あらすじ
日本の気候は、5000万年前の超温暖期から3000万年前の寒冷化、2300万年前のモンスーン開始による梅雨の誕生、エルニーニョ多発の時代、260万年前の氷期など、さまざまな変化を経験してきた。そうしたなかで、日本は列島を形成し、日本特有の温暖湿潤で美しい四季をもつ気候となってきた。5000万年前には大陸の一部だった日本が、大陸から分かれ始めたのは約4000万年前、日本列島が現在の位置になったのは約1500万年前だが、その長い時代の変遷の中で、日本の気候はどのように変化してきたのだろうか? 気候は、日本だけでは語ることはできない。日本の気候の成立には、ヒマラヤ山脈の誕生によるモンスーンの開始や黒潮と対馬海流の成立も大きく関わっている。本書では、地球全体の気候変動、日本列島の地質学的な変化と気候の変化を関連づけて明らかにしていく。
主な内容
第1章 超温暖期とその後の寒冷化 日本列島以前の気候
第2章 モンスーン時代の到来 梅雨の始まり
第3章 日本列島誕生と気候への影響
第4章 地球温暖化アナロジーの時代
第5章 第四紀氷河時代の日本
第6章 日本特有の気候の成立
感情タグBEST3
Posted by ブクログ
地学やってなくても楽しく読めました!
図表も多く、大事な所をまとめて振り返ることもできるような構成になっているのも初心者向けな気がします。

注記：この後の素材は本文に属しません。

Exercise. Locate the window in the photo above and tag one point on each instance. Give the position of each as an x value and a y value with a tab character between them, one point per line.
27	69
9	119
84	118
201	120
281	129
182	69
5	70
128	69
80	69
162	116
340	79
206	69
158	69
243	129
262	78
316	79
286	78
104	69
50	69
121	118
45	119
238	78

二酸化炭素が増えたのも気温が上がってってるのも歴史的に急激な事で、人間も含めて急激な変化に対応しきれず滅んでしまう種があるかもというのに、環境問題の緊急性を感じました。
Posted by ブクログ
国立科学博物館地学研究部の研究員の先生がたによる、日本の気候変動の歴史の研究関する本。科学研究と一般市民の橋渡し役を担っておられる先生がたならではの、とてもわかりやすい説明でした。
古今和歌集の入門書を読んでいて、日本特有の四季の変化に興味を持ち、その由来について知りたいと思い、この本を手に取りました。一方では、現在の地球温暖化の影響が、デリケートな日本の四季に今後どのような影響を及ぼすのだろうか、という危惧もありました。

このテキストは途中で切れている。